Figure 7. Inflammation impairs cell maturation in Samd9l-Mut mouse.

(A–D) scRNA-seq of WBM and Lin^–cKit⁺ (LK) sorted cells from Samd9l-WT or Samd9l-Mut mice treated with either pI:pC or vehicle. (A) UMAP plots of scRNA-seq data showing 5 main populations. (B) A circular plot showing the proportion of the identified 17 clusters from each WBM sample relative to WBM from Samd9l-WT control. (C) A circular plot showing 8 clusters from LK sorted samples. (D) A heatmap of the proportion of cells in each erythroid maturation stage is denoted as megakaryocyte/erythroid progenitor (MEP), early erythroid (Ery 1), and late erythroid (Ery 2). Among the compared groups, red indicates higher levels and blue indicates lower levels, and values represent the percentage of total cells. (E) BM cross sections (magnification, ×40) from Samd9l-WT or Samd9l-Mut mice treated with pI:pC or vehicle stained with anti-GATA1 antibody.

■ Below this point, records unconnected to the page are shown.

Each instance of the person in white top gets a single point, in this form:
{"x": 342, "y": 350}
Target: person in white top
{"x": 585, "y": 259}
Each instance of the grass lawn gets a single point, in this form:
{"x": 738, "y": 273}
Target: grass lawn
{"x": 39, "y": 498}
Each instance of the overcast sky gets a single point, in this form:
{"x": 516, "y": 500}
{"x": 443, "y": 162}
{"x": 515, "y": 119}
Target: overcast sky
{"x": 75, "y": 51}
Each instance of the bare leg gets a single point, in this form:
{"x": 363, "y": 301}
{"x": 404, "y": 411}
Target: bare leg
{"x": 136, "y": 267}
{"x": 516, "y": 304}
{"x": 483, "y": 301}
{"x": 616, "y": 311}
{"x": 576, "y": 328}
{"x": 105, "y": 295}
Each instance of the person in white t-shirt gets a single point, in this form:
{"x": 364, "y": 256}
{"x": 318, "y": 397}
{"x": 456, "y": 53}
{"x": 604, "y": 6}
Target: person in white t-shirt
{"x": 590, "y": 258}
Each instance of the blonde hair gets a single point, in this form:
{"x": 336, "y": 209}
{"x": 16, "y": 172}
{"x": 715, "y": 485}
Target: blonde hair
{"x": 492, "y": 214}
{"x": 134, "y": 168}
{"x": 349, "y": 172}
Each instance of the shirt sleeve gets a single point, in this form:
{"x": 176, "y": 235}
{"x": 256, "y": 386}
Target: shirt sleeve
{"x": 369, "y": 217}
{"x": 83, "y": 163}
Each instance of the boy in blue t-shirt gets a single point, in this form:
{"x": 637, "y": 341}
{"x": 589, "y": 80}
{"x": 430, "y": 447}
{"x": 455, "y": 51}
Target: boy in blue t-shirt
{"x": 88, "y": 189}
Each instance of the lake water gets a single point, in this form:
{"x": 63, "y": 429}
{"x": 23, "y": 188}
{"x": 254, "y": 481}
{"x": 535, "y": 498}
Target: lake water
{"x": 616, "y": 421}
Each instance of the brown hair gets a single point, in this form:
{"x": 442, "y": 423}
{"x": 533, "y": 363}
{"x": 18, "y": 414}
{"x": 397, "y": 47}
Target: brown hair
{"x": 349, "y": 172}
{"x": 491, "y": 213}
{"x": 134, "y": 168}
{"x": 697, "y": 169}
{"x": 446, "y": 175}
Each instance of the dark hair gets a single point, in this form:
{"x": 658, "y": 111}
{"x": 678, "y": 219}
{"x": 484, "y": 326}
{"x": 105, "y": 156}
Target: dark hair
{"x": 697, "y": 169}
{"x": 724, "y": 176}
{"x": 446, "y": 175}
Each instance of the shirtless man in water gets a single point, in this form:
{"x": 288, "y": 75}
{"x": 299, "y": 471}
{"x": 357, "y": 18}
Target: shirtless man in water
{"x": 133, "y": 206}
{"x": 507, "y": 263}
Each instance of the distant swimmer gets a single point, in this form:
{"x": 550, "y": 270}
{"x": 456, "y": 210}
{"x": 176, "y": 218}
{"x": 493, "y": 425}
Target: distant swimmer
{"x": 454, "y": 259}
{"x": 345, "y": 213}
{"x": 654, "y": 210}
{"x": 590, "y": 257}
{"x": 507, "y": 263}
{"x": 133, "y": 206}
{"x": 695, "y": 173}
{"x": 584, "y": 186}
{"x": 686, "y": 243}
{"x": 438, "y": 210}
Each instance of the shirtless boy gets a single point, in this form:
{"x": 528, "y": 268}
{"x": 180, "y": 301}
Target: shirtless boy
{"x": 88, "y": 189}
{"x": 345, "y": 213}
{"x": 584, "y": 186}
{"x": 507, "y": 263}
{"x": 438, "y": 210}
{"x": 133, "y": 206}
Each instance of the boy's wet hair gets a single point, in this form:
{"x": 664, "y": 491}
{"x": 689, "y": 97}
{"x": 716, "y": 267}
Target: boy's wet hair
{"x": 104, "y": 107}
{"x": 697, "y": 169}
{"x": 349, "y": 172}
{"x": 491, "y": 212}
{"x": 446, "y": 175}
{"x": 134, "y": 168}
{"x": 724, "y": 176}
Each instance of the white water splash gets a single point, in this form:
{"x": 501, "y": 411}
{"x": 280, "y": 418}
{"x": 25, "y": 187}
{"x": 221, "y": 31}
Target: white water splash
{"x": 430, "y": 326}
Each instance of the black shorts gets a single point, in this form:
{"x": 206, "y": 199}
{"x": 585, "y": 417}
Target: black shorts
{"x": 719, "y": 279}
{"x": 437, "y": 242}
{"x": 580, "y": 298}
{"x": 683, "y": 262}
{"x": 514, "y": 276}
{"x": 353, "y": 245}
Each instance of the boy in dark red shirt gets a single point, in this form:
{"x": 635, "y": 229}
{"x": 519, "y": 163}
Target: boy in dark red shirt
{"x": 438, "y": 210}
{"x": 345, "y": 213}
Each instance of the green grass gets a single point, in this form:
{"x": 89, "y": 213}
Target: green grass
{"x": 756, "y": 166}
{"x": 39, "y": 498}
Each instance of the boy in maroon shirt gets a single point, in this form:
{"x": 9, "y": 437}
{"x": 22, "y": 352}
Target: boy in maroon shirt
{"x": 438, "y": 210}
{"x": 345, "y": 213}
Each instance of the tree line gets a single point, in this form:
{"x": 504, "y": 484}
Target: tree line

Figure 8. Samd9l mutation induces bone marrow hypocellularity and nonrandom chromosome 6 loss in vivo.

(A) Survival analysis of Samd9l-WT (n = 12) and Samd9l-Mut mice (n = 25) over 300 days. Median survival was not reached by either group. Kaplan-Meier estimates were used, and significance was evaluated using the log-rank test. (B–D) Pathological assessment of Samd9l-Mut mice (died at 6 months) versus age-matched Samd9l-WT mice. (B) BM sections of Samd9l-Mut or Samd9l-WT mice (H&E; magnification, ×10 and ×40). (C) Peripheral blood WBC (n = 3). (D) Cell counts of viable BM cells per leg (n = 3). Wilcoxon’s rank-sum pairwise comparisons test was used for statistical analysis. *P < 0.05. Data shown as mean ± SEM. (E) Schematic of the affected region in chromosome 6 (chr6, qA1–qA3.1) in pI:pC-treated Samd9l-Mut mice relative to vehicle-treated Samd9l-Mut mice or Samd9l-WT mice treated with vehicle or pI:pC. The illustration shows the end of chr5, the entire chr6, and the start of chr7. The y axis shows the gene expression, and the x axis shows a genomic position index where each dot represents a gene and corresponds to its location. (F) Integrative Genomics Viewer (IGV; https://software.broadinstitute.org/software/igv/home) plot from RNA-seq analysis showing RNA transcripts of Samd9l wild-type allele (green) and Samd9l W1171R (A>G) heterozygous mutation (orange) in both Samd9l-Mut treated with vehicle (upper track) and Samd9l-Mut treated with pI:pC (lower track). (G) Illustration of mouse chr6 showing the affected region (red stripes) and the positions of the custom-designed FISH probes to detect the deleted region (proximal to Samd9l locus) or control nondeleted region (distal from Samd9l locus). (H) FISH analysis of spleens from Samd9l-Mut or Samd9l-WT mice treated with vehicle or pI:pC. FISH probes: proximal probe at chr6:3,496,083–3,687,193 (red) and distal probe at chr6:28,129,437–28,303,622 (green). Nuclei were stained with DAPI and are outlined by white dashed lines. Images were acquired on a Nikon C2 laser scanning confocal microscope (60×). Scale bar: 10 μm.